Indice de Los seis libros de la República de Jean BodinLIBRO CUARTO - Capítulo quintoLIBRO CUARTO - Capítulo séptimo.Biblioteca Virtual Antorcha

Los seis libros de la República
Jean Bodin

LIBRO CUARTO
CAPÍTULO SEXTO
Si es conveniente que el príncipe juzgue a los súbditos y se mantenga en comunicación con ellos.

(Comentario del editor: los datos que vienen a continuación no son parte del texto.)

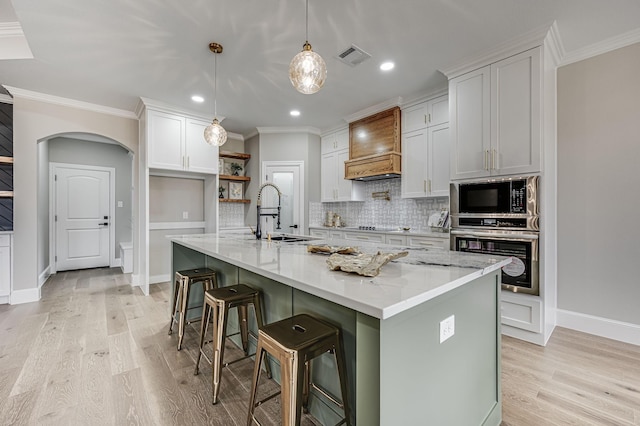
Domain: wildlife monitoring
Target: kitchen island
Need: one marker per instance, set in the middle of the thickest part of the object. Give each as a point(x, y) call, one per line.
point(399, 372)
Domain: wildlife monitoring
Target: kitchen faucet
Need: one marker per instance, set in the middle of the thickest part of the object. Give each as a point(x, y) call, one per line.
point(272, 214)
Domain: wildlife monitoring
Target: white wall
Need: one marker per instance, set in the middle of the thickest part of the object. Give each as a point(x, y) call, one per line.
point(598, 189)
point(34, 121)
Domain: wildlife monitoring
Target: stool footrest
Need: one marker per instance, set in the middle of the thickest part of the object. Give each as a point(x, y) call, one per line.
point(327, 395)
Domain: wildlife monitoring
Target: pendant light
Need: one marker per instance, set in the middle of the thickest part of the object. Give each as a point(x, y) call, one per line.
point(215, 134)
point(307, 70)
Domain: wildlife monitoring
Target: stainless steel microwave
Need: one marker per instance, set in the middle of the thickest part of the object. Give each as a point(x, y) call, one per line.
point(504, 202)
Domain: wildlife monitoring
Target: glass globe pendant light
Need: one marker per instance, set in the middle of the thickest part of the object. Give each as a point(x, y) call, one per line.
point(215, 134)
point(307, 70)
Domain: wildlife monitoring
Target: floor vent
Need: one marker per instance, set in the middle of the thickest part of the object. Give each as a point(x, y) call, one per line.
point(353, 55)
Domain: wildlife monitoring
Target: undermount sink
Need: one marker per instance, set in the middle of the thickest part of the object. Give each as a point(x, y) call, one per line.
point(291, 238)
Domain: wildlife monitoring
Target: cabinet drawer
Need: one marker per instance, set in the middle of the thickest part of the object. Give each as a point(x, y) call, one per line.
point(363, 236)
point(521, 311)
point(427, 242)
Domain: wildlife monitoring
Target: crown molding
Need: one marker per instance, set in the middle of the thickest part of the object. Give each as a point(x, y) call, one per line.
point(281, 130)
point(374, 109)
point(518, 44)
point(424, 96)
point(6, 99)
point(71, 103)
point(613, 43)
point(170, 109)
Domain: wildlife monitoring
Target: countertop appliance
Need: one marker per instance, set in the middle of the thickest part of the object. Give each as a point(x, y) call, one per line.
point(500, 217)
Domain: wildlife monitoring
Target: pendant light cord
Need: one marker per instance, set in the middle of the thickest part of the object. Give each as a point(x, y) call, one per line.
point(307, 22)
point(215, 85)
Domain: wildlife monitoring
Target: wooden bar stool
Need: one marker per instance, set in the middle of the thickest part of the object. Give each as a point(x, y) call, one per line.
point(183, 282)
point(294, 341)
point(219, 301)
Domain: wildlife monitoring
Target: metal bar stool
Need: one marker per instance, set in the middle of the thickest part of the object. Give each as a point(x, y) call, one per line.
point(183, 282)
point(220, 300)
point(293, 341)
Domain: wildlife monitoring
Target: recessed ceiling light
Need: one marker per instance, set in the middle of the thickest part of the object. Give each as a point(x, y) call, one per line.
point(386, 66)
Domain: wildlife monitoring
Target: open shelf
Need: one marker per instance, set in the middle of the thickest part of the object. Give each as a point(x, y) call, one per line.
point(239, 178)
point(235, 155)
point(229, 200)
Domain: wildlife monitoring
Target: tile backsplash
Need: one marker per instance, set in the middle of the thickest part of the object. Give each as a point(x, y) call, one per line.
point(412, 212)
point(231, 215)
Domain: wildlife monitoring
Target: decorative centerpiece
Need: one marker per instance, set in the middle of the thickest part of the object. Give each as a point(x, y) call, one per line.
point(236, 169)
point(367, 265)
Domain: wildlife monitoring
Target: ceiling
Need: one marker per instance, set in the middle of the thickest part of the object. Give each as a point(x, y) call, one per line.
point(112, 52)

... Para la conservación de las Repúblicas es muy importante que quienes ostentan la soberanía administren por sí mismos la justicia, puesto que la unión y amistad entre príncipes y súbditos se nutre y conserva por la comunicación entre unos y otros, en tanto que se debilita y desaparece cuando los príncipes hacen todo por medio de oficiales. En tal caso, los súbditos se sienten desdeñados y menospreciados, lo que les parece más grave que una injusticia cometida por el príncipe, porque la contumelia es más intolerable que la injuria simple. Por el contrario, cuando los súbditos ven que el príncipe comparece ante ellos para hacer les justicia, aunque no consigan lo que pretenden, quedan satisfechos en parte, porque, al menos, dicen, el rey ha visto su demanda, ha oído su pleito y se ha molestado en juzgarlo. Es increíble cuánto satisface y complace al súbdito ser visto, oído y entendido por su rey, con poco que este sea virtuoso y tratable. Por otra parte, ningún expediente mejor para comunicar autoridad a sus magistrados y oficiales y hacer temer y respetar la justicia que el espectáculo de un rey que juzga desde su trono. Además, muchas veces los oficiales son injustos con los súbditos por atenerse a las cláusulas, palabras y sílabas de la ley, que no osan franquear ... Si quien juzga es el príncipe, que es la ley viva y está por encima de todas las leyes civiles ..., hará justicia buena y expeditiva, yendo derecho al fondo de las cosas, sin pararse en las formalidades.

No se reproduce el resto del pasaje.